Further, structured product and service information with explicit attribute detail that results from demand-driven collaboration between two or more parties can be beneficial in a variety of ways, such as when making purchase decisions. Currently, people sometimes use email to ask friends for input on a product or service, and through a series of “reply-alls” a conversation takes place—however, the information is unfortunately not at all structured or attribute driven, nor does it leverage the information already available in the public domain (email is simply subject & body). Wikis are also sometimes used for collaboration between two or more parties, but the structure of the information is amorphous (a significant amount of effort is required to structure a wiki to be attribute oriented, and even then, it can not intelligently access information in the public domain), and the information itself is “supply driven” in the sense that supply driven refers to information that is supplied for an incentive (e.g., money, reputation, the greater good, etc), not “demand driven” (e.g., in response to a request) Accordingly, neither email, nor a wiki nor any other tool currently in commercial production is the appropriate tool for two or more parties to use when making a product or service recommendation, or providing ratings and reviews, in a collaborative, structured way.
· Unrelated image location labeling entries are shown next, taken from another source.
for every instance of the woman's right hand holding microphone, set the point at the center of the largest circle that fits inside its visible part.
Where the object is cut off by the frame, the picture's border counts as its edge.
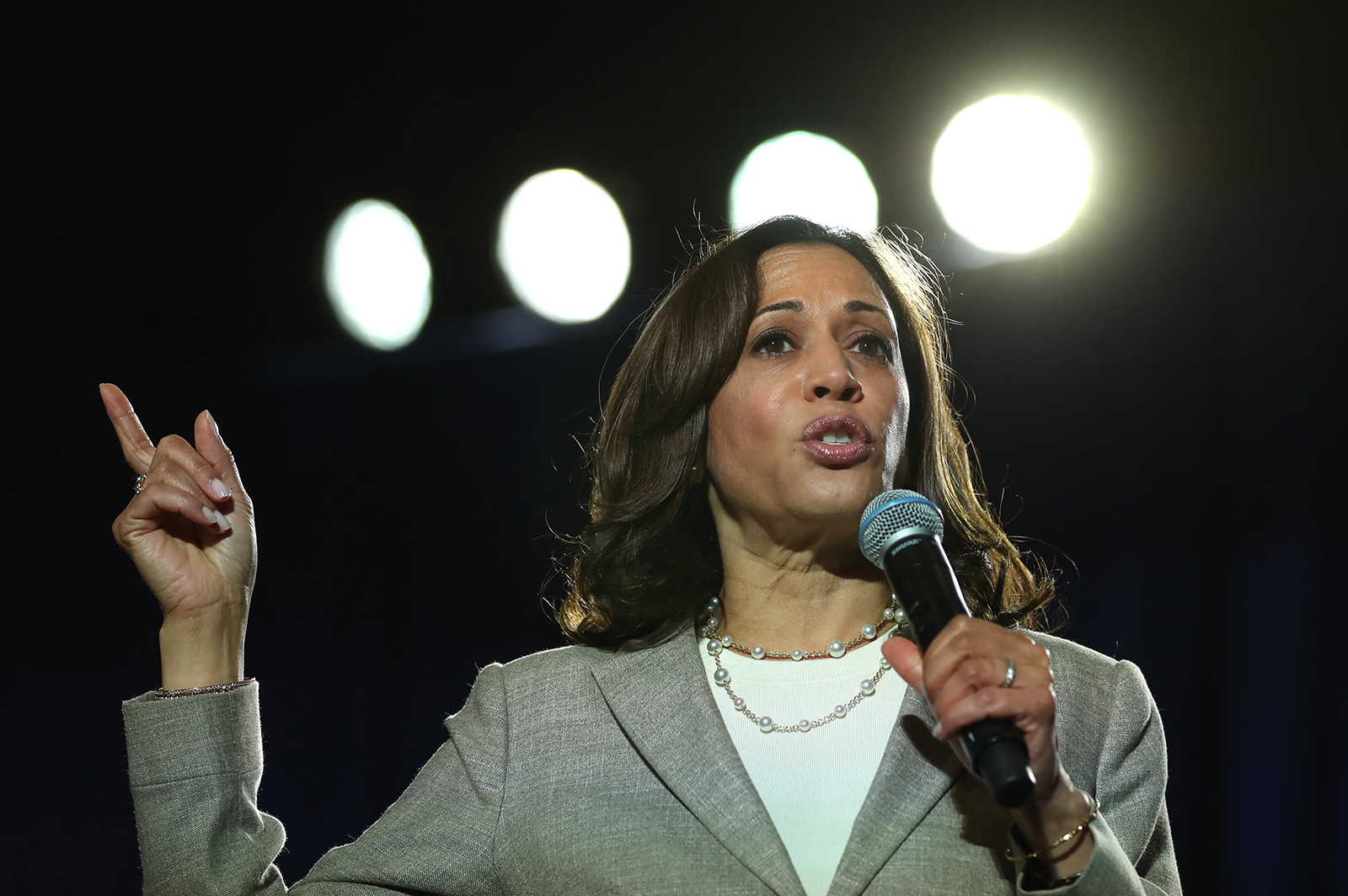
(190, 532)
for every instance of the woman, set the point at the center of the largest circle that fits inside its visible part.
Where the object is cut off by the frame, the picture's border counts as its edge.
(789, 377)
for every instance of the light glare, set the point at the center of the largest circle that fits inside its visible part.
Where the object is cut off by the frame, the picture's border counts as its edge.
(1010, 173)
(377, 275)
(804, 174)
(564, 247)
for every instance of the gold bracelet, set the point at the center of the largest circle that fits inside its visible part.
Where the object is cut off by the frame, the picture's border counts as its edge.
(211, 689)
(1062, 840)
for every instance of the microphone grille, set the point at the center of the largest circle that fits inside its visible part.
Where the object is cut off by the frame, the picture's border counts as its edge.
(891, 512)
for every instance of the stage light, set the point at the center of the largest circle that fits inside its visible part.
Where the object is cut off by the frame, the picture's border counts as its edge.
(377, 275)
(1010, 173)
(804, 174)
(564, 247)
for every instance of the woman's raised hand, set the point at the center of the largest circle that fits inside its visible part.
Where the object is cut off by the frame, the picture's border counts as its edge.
(190, 534)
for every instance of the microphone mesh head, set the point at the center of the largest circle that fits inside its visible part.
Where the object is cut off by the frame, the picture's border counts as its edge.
(891, 512)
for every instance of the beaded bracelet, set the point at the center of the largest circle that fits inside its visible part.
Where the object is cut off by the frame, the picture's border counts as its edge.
(1062, 840)
(211, 689)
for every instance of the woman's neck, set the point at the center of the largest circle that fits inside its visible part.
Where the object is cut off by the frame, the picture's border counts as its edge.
(792, 601)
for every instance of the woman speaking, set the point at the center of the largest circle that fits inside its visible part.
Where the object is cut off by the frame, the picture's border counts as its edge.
(741, 709)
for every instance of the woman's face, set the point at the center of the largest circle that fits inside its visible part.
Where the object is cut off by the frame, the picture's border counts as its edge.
(812, 424)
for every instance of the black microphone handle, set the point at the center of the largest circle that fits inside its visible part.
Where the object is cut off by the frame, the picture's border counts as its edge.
(921, 577)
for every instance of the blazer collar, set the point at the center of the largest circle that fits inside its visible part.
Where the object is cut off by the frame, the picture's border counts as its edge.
(664, 702)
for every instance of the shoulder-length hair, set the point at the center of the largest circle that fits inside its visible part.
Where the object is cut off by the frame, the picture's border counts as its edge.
(650, 558)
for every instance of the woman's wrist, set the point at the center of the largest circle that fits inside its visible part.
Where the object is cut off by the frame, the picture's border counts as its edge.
(1056, 833)
(201, 651)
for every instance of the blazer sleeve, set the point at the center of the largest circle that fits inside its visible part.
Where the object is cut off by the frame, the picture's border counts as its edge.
(1132, 848)
(195, 765)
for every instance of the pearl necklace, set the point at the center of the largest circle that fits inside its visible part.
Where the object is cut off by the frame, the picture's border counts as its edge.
(837, 648)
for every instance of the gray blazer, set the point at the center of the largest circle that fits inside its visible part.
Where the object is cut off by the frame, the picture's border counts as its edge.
(586, 771)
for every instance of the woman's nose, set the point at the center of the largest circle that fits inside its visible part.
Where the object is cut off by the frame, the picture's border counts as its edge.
(831, 377)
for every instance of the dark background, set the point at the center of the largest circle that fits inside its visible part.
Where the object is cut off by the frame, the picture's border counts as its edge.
(1154, 401)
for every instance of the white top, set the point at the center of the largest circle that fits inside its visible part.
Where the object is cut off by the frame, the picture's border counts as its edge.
(813, 783)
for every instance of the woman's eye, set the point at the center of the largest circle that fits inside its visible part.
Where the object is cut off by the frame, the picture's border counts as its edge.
(873, 345)
(773, 344)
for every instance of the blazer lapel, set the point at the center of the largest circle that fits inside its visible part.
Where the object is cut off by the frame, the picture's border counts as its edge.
(664, 702)
(916, 772)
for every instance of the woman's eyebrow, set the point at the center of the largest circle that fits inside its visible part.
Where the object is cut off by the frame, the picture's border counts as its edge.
(790, 305)
(855, 307)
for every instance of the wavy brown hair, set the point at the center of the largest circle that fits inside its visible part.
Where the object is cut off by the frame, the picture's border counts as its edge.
(649, 559)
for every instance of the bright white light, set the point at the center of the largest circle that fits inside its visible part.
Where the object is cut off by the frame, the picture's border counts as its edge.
(377, 275)
(564, 247)
(804, 174)
(1010, 173)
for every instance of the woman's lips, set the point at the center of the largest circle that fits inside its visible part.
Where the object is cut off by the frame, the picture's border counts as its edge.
(832, 453)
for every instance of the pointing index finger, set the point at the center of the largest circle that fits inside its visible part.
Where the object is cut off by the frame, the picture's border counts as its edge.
(135, 445)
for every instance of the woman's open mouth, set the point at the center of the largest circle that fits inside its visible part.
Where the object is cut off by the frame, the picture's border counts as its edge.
(837, 441)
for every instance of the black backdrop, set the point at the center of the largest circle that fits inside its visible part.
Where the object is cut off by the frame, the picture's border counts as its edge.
(1154, 402)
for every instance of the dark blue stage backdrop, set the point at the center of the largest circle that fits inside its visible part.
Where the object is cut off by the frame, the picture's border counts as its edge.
(1154, 414)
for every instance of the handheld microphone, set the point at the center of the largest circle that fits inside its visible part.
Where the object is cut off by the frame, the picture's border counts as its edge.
(901, 532)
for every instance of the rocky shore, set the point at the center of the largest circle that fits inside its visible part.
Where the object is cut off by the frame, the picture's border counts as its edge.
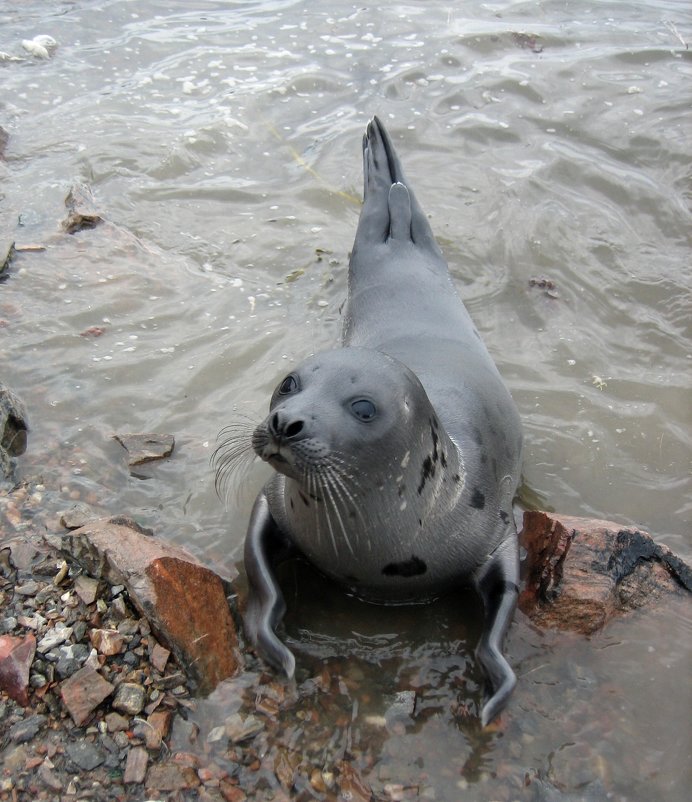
(123, 674)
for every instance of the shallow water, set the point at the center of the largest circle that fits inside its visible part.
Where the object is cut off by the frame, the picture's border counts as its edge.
(223, 145)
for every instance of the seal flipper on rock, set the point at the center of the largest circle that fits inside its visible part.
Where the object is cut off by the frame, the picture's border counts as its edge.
(264, 549)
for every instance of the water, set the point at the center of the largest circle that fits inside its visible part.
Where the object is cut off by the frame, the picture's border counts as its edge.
(222, 143)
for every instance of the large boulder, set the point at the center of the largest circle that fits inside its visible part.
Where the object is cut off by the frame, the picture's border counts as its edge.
(184, 602)
(583, 571)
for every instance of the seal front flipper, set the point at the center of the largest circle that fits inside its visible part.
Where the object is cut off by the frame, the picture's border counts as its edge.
(264, 548)
(497, 585)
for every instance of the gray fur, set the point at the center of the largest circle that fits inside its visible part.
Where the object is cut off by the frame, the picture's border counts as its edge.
(415, 499)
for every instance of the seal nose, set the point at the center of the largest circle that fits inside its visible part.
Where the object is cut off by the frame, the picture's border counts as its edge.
(284, 428)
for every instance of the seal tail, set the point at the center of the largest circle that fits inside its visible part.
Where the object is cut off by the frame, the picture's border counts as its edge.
(498, 589)
(389, 213)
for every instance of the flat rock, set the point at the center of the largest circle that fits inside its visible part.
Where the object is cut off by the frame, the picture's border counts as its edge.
(143, 448)
(184, 602)
(81, 209)
(584, 571)
(16, 656)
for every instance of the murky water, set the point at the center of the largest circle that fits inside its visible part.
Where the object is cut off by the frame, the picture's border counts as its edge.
(545, 139)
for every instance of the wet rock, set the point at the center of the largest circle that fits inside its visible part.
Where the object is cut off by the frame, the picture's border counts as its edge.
(143, 448)
(41, 46)
(13, 421)
(239, 729)
(352, 786)
(136, 765)
(54, 637)
(83, 692)
(86, 588)
(82, 210)
(171, 777)
(16, 656)
(129, 698)
(583, 571)
(107, 641)
(7, 251)
(27, 728)
(85, 755)
(184, 602)
(77, 516)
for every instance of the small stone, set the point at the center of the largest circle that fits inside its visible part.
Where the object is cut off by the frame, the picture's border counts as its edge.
(146, 447)
(48, 777)
(116, 723)
(29, 588)
(27, 728)
(107, 641)
(159, 657)
(171, 777)
(16, 656)
(129, 698)
(239, 729)
(86, 588)
(85, 755)
(54, 637)
(136, 765)
(83, 692)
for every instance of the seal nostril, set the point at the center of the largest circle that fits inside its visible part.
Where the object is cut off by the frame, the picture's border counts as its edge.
(295, 428)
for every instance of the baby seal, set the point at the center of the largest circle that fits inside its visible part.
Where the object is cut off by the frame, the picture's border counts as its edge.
(398, 455)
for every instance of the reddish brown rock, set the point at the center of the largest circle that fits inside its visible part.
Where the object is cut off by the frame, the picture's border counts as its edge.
(184, 602)
(16, 656)
(171, 777)
(582, 571)
(136, 765)
(83, 692)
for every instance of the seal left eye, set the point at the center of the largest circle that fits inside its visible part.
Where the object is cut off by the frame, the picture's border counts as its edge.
(363, 409)
(288, 385)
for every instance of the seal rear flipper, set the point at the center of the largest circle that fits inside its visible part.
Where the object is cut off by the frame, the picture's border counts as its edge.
(382, 169)
(264, 548)
(498, 588)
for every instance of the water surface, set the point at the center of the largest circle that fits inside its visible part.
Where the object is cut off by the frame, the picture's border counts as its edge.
(222, 143)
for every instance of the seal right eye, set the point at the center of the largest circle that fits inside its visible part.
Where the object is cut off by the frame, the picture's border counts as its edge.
(288, 385)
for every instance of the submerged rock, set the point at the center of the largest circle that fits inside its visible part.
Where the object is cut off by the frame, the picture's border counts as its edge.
(82, 211)
(584, 571)
(184, 602)
(146, 447)
(16, 656)
(13, 429)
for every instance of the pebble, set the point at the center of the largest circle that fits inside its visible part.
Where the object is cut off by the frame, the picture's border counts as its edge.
(85, 755)
(27, 728)
(130, 698)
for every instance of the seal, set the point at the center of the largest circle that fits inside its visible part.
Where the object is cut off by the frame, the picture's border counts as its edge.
(397, 456)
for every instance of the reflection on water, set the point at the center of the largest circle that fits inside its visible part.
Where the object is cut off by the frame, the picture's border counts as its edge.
(222, 142)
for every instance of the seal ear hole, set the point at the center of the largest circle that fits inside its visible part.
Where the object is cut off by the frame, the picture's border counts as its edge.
(289, 385)
(363, 409)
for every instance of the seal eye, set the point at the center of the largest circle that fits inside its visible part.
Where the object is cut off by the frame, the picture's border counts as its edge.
(288, 385)
(363, 409)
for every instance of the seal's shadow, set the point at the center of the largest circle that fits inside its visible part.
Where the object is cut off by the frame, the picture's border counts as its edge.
(324, 624)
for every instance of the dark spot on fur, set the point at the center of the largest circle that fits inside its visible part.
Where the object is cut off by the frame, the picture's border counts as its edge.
(427, 471)
(413, 567)
(477, 499)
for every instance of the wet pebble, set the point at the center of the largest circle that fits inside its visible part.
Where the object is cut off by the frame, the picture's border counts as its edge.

Also, people often will consult with friends, family, colleagues, and others for product or service information, but will do so in an un-collaborative way, such as through in-person conversations, phone conversations, or individual emails or text messages. In these cases, not every member of the conversation can see or respond to what other members are saying or suggesting. Further, these methods are inefficient and unstructured; no existing tool is built or optimized for this behavior.
Therefore, there exists a clear need for a demand-driven method to collect collaborative, structured, trusted, and personalized product and service information to, for example, aid people in making product and service purchase decisions.